Abstract

The degree of exchange rate pass-through to domestic goods prices has important implications for monetary policy in small open economies with floating exchange rates. Evidence indicates that pass-through is faster to import prices than to consumer prices. Price setting behaviour in the distribution sector is suggested as one important explanation. If distribution costs and trade margins are important price components of imported consumer goods, adjustment of import prices and consumer prices to exchange rate movements may differ. We present evidence on these issues for Norway by estimating a cointegrated VAR model for the pricing behaviour in the distribution sector, paying particular attention to exchange rate channels likely to operate through trade margins. Embedding this model into a large scale macroeconometric model of the Norwegian economy, which inter alia includes the pricing-to-market hypothesis and price-wage and wage-wage spirals between industries, we find exchange rate pass-through to be quite rapid to import prices and fairly slow to consumer prices.

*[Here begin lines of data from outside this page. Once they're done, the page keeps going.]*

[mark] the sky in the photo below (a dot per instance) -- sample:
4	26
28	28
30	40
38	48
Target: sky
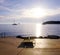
29	11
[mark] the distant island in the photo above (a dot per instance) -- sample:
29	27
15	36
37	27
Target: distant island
51	22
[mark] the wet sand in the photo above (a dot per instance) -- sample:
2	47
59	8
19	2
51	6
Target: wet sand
9	46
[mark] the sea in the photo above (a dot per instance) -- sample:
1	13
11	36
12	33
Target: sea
29	29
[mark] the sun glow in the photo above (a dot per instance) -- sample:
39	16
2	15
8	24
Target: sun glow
35	12
38	29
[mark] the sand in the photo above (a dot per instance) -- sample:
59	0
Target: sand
9	46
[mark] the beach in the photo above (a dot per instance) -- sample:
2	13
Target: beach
9	46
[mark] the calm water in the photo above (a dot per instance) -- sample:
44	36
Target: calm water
29	29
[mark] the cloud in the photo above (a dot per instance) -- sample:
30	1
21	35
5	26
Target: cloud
5	8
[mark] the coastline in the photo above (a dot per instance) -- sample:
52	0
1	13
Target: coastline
8	46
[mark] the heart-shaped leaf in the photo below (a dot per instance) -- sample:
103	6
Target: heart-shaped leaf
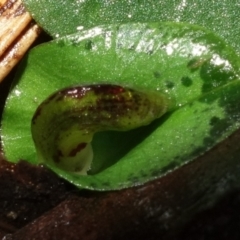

We show the importance of the pricing behaviour in the distribution sector in that trade margins act as cushions to exchange rate fluctuations, thereby delaying pass-through significantly to consumer prices. A forecasting exercise demonstrates that exchange rate pass-through to trade margins has not changed in the wake of the financial crises and the switch to inflation targeting. We also find significant inflationary effects of exchange rate changes even in the short run, an insight important for inflation targeting central banks.